Now, the eminent types listed as translators and
supervisors of this particular publication plus a certain Mrs. Hazel H.
Gorham, who for some reason is omitted from the title page but is
mentioned in the "acknowledgement," have somehow combined forces and
have produced this minimally annotated rather poor translation.
While the burden of the "poverty " of this translation must call heavily
on the recurrent "Japlish" of the book, it must be pointed out that the
title itself is a gross mistranslation. "Rangaku kotohajime"
literally means "Facts about the Beginning[s] of Dutch Studies,"
and no matter how it is stretched simply can not be read as the "Dawn of
Western Science in Japan."
The potential value of a careful translation of
Rangaku kotohajime is certainly high. One can envision using
it in a course on Tokugawa History or having it read by students in a
colloquium in Tokugawa Intellectual History. Nevertheless, this
particular edition is certainly not the choice I would want to make.

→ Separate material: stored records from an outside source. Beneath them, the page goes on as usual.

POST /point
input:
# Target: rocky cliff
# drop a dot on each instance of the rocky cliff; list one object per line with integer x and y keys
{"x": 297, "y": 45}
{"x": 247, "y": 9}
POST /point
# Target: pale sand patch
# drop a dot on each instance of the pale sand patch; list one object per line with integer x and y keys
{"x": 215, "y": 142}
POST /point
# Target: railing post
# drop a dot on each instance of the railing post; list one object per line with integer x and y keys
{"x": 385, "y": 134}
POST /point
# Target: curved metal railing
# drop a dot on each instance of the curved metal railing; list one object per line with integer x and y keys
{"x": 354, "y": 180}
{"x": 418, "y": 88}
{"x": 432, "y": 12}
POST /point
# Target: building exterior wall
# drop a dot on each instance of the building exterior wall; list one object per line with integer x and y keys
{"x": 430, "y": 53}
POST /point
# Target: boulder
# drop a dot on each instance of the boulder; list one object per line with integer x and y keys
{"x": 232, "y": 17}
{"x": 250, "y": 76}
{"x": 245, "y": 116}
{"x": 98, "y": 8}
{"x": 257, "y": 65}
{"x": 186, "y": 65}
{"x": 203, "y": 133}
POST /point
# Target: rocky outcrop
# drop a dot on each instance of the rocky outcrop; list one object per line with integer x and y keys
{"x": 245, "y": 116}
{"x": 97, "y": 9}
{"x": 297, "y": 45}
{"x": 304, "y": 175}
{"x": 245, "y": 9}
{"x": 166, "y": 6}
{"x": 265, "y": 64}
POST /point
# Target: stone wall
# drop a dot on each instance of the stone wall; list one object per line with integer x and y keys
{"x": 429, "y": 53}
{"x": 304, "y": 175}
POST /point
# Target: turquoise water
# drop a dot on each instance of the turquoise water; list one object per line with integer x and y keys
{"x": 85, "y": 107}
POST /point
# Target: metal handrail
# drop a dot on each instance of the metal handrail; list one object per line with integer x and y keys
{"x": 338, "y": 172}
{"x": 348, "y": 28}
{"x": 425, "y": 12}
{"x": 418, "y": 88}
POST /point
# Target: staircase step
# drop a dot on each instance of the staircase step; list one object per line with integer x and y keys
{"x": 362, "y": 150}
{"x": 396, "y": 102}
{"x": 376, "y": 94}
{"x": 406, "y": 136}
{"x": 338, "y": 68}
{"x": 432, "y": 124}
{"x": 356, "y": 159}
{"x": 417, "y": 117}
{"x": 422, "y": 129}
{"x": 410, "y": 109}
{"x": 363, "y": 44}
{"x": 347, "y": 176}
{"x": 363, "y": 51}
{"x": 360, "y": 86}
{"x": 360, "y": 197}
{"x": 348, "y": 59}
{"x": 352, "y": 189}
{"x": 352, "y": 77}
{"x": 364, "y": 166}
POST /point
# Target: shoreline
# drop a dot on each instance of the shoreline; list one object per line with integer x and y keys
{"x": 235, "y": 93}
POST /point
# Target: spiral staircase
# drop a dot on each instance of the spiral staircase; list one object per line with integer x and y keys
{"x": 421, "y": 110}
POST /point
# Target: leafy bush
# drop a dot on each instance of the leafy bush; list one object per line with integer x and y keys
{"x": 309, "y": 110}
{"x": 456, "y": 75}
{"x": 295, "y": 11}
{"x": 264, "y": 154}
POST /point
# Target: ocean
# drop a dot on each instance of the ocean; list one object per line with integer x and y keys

Despite the thirty pages of introduction, for example, there is no
serious attempt by any of the multiple authors to explain with scholarly
care the place of Dutch studies in the intellectual milieu of the
Tokugawa Period. Moreover, the overly brief "brief biography" of
Sugita Gempaku by Ogata Tomio reads much like the stilted literal
translation of a typical entry in a Japanese biographical dictionary -
which, in turn, is characteristically in the Chinese tradition of a
compilation of bare facts plus appropriate obeisances to the subject of
the biography.
As for the translation itself, it suffers from all of the
usual errors - omission of articles, mischoice of words, confusion of
singular and plural, etc. - which have long plagued Japanese students of
English. My favorite example (and the selection was not easy) is
on p. 32:
Ryotaku, very much elated, said, "For good purpose, do
not tally,' the proverb says ..."
There are so many marvelous possibilities in this that I
urge each reader to exercise his own judgment as to the intended meaning
of the sentence quoted.
With the truly high level of translation from Japanese to
English we have come to know in the United States, when will Japanese
publishers recognize that the kind of "amusing" efforts which often
caused mocking reactions in the 1930s are no longer valid? We do
need to know much more of the remarkable influence of Dutch studies in
Japan as part of the preparation of the Japanese for the impressive
"modern century" which has only just ended. But surely books like
this one can only be of disservice.
Grant K. Goodman
University of Kansas
[1]
Mori, Koichi (tr.), "Rangaku Kotohajime von Sugita Gempaku (1733-1818),"
Monumenta Nipponica, V (1942), 144-166, 215-236.